For February, the Audiences Everywhere Book Club (#AEBookclub) chose Ron Wimberly’s Prince of Cats as their book. The novel, a retelling of Romeo and Juliet through the eyes of Tybalt and set in ’80s Brooklyn, has proven to be a popular choice among members of the club for its fusion of hip-hop, Japanese swordplay, and Shakespeare. We sat down with/emailed the artist and writer to ask him a few questions about his book, career, and who he would like to soundtrack the movie adaptation.
Sean Fallon (AE): How did Prince of Cats come about? What was your inspiration to adapt Shakespeare in this style?
Ron Wimberly: I’ve answered this question in a few prior interviews, so I am gonna take a different angle this time. I’m also not 100% sure of what you mean by “style”. Prince of Cats was my first shot at a graphic novel on my own. It contains a lot of themes from my childhood and my personal creative development. I’ve always been interested in the underrepresented in stories, so Tybalt was a great medium for me to tell this sort of story.
AE: Who are some of your influences in terms of art and writing?
RW: This is also a broad, maybe redundant question. I think you can see and read my influences by looking carefully at the art.
AE: At what age did you find yourself discovering Shakespeare?
RW: I had a teacher, Mr. Boss at Montrose Baptist in Rockville Maryland. I was a sophomore in high school I think. But my first experience with Shakespeare was indirect; I saw Kurosawa’s Ran on cable television, an international channel. It wasn’t in English. I had no idea I was watching King Lear.
AE: Tybalt is a bit of a cipher within the original play with only a handful of scenes. What drew you to him as a character to base this story around?
RW: The space there, the ambiguity, was an opportunity. Also, not only is this narrative of a young, violent, gangster a part of my culture at large, I have known this character or seen this character move through my life . . . maybe through myself, not to the extent of Tybalt, but in a way that many young men perform their masculinity and their loyalty.
AE: Similarly, what drew you to Romeo & Juliet as a play to adapt?

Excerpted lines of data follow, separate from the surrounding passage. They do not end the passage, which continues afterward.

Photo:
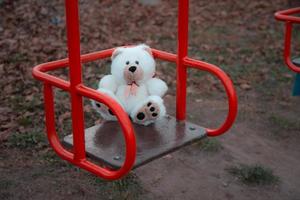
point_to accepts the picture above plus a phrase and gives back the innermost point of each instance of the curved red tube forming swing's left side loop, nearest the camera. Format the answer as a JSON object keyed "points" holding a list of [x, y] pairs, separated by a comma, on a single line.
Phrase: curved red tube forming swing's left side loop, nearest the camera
{"points": [[83, 163]]}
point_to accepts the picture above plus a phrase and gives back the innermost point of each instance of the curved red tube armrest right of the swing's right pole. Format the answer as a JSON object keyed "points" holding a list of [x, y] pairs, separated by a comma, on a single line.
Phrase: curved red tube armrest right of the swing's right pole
{"points": [[230, 91]]}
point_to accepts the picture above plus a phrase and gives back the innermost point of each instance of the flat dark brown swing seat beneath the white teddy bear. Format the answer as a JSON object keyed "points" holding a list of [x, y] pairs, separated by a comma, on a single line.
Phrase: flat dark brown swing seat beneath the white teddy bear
{"points": [[105, 142]]}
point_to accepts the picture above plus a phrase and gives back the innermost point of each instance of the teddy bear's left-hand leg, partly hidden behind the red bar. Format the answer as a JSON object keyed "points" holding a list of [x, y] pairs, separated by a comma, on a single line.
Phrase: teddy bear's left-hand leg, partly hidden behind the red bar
{"points": [[102, 109]]}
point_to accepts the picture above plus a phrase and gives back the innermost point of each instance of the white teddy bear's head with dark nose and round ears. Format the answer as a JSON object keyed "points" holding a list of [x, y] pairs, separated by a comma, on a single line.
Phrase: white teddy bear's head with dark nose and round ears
{"points": [[132, 65]]}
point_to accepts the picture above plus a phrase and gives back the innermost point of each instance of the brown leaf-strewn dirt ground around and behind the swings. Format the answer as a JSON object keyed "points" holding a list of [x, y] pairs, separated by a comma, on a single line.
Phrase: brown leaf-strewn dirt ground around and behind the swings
{"points": [[241, 37]]}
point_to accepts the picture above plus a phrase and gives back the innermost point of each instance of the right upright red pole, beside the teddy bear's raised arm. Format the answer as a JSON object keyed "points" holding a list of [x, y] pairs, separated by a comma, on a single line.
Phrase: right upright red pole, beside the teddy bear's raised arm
{"points": [[182, 50]]}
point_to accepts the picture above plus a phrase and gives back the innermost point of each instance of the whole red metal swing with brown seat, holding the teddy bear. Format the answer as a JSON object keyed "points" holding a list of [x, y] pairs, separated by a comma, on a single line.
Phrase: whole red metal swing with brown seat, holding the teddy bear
{"points": [[105, 142]]}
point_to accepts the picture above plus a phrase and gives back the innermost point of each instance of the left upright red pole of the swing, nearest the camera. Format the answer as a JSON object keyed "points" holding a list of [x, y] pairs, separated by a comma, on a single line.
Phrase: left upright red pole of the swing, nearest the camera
{"points": [[73, 36]]}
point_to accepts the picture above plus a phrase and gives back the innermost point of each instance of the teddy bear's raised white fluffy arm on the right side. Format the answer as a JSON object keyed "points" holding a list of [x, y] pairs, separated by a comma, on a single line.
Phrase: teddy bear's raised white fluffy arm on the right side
{"points": [[157, 87]]}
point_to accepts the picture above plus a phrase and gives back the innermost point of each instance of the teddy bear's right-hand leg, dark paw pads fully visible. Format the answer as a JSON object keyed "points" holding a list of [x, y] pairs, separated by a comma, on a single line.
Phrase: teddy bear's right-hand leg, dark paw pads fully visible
{"points": [[148, 111]]}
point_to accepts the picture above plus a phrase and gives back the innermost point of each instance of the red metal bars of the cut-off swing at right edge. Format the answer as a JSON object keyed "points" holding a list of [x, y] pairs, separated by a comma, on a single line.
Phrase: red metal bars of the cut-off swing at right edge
{"points": [[286, 15]]}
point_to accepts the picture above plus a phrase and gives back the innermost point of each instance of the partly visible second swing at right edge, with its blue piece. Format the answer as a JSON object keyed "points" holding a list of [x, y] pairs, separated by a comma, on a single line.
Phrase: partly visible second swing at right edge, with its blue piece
{"points": [[288, 16]]}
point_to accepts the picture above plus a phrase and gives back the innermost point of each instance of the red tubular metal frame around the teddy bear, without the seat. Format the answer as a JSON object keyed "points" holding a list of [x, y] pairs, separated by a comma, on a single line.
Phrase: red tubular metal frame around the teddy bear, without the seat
{"points": [[78, 90]]}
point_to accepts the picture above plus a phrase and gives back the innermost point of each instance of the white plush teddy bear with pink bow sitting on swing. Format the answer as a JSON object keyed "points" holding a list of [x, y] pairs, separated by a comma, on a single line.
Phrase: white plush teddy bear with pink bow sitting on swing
{"points": [[132, 83]]}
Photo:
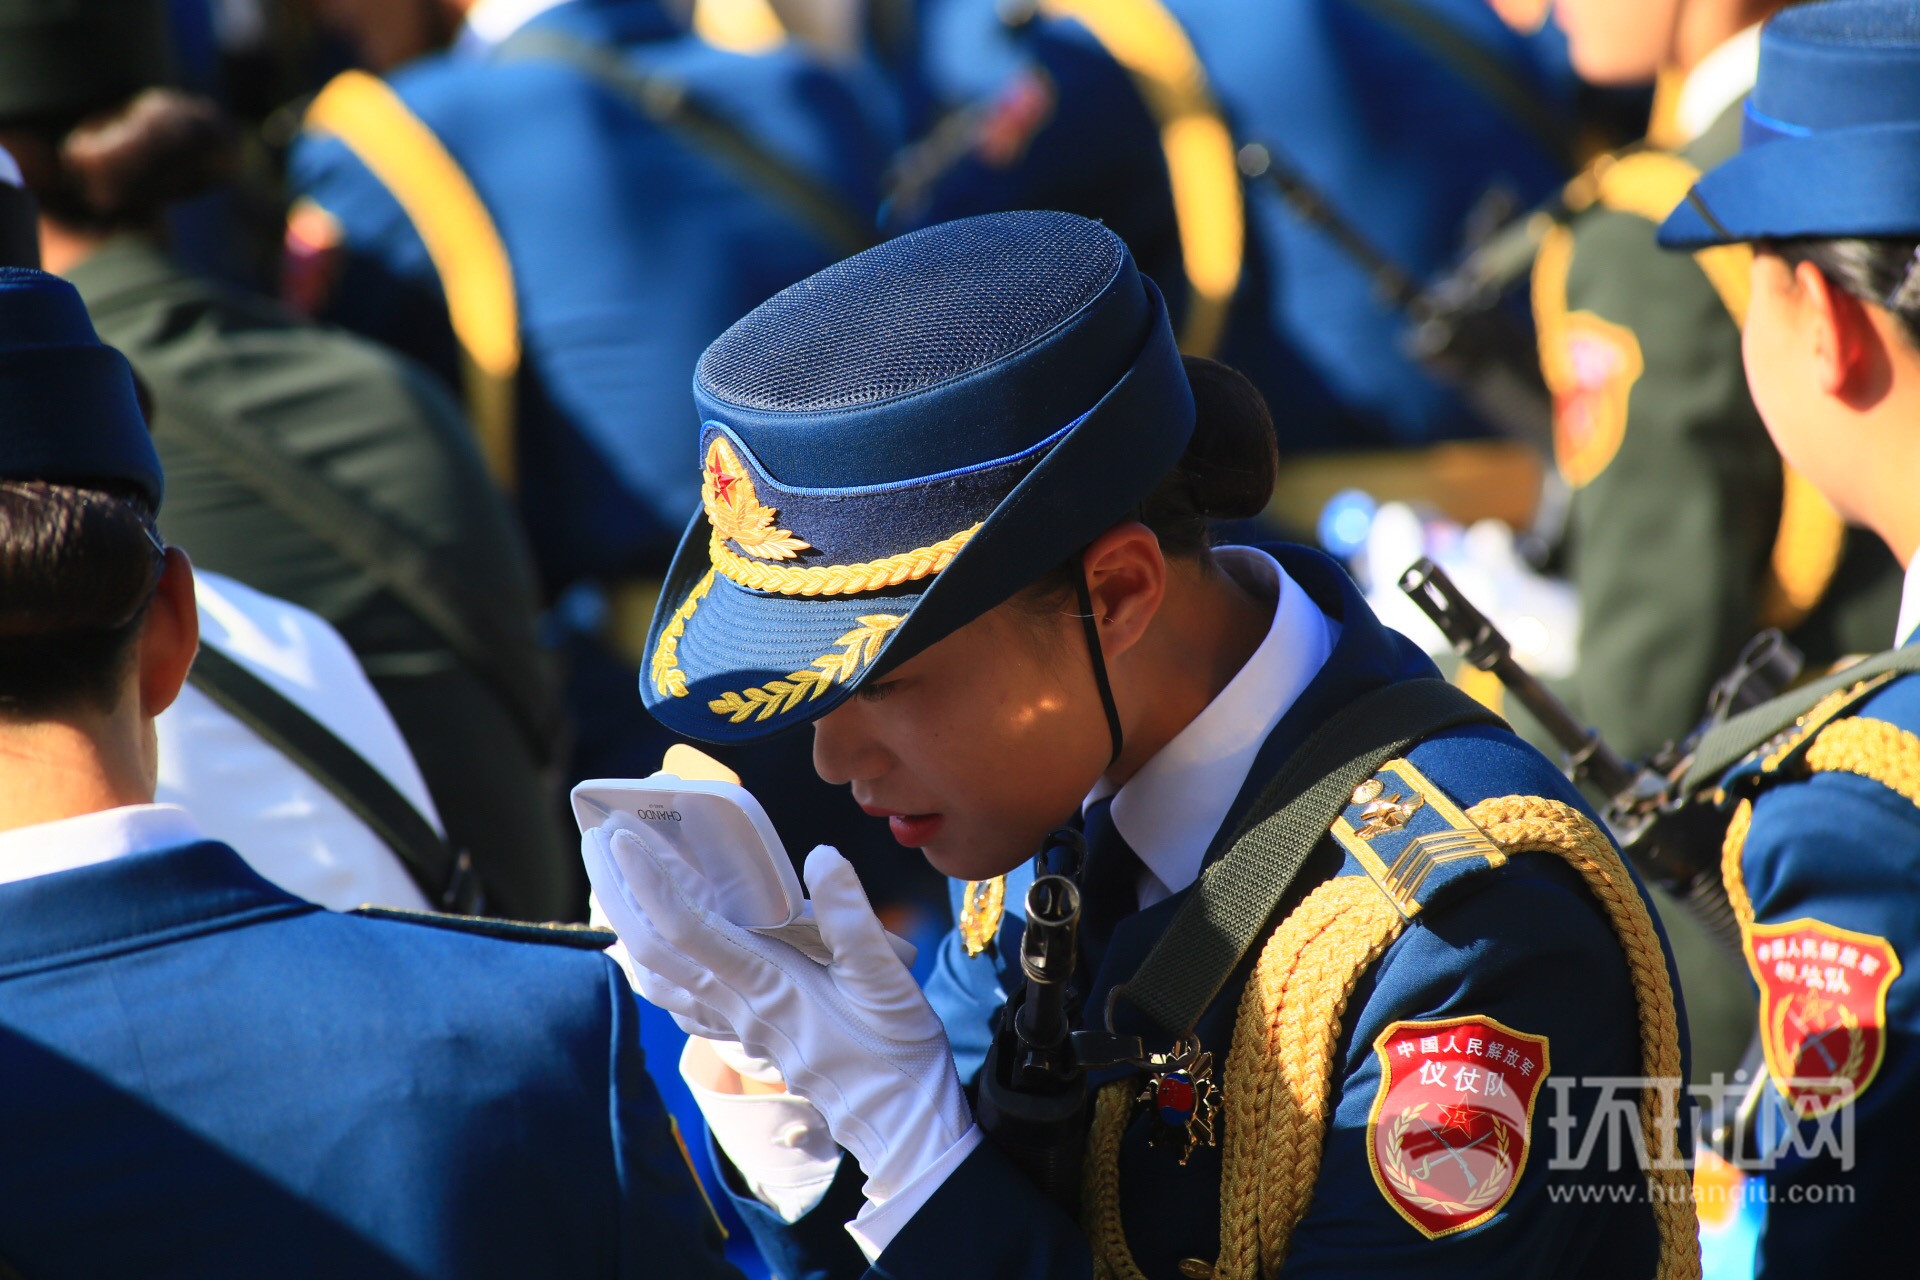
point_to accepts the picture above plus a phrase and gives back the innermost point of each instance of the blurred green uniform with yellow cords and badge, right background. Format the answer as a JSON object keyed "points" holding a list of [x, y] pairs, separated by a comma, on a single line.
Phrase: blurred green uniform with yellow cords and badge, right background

RW: I feel like this is a question I have answered so many times before, and I am never sure if there is much value to be gleaned from answering it that I don’t know how to answer it anymore. From the beginning, I was more looking to adapt Shakespeare’s process to comics, if that was even possible. That was my purpose, my question. So I would even question this notion of adaptation as a focal point. Shakespeare’s Romeo and Juliet is an appropriation of older narratives (Arthur Brooke etc.); ultimately Romeo and Juliet was just a medium for me to explore some ideas on form and subjects. I hope that the reader can figure out the subject matter in the reading.
AE: Prince of Cats is written in iambic pentameter, verse, and rhyme. Did you find yourself speaking like that in your day to day life?
RW: I am beginning to believe that every language is influenced by the poetic conventions of that language. I’m out here in France for a couple weeks. A friend of mine is a playwright. Listening to her work, I hear a natural rhythm in the language different from English. A lot of English, when I speak, I often speak in iambs, kinda counter posed. It’s natural I think.
AE: If Prince of Cats was made into a movie which artists would you like to see on the soundtrack?
RW: Every year this answer would change. My approach would be to choose the youngest, newest, farthest on the edge of street culture and select among them. Right now it would probably be Lil Yachty, D.R.A.M, Young M.A., Asap Mob, Makonnen.
AE: Who would be your ideal director for Prince of Cats the movie?
RW: It’d be between Kahlil Joseph and Larry Clark.
AE: What projects do you have upcoming? Any plans for further Shakespeare adaptations?
RW: I have Black History in Its Own Words out right now, Gratnin on Stela, I’m still working on Sunset Park . . . I have a lot on my plate. Smaller things dropping here and there, but I’m about to disappear and get it done. This may be my last interview in a while. Haha.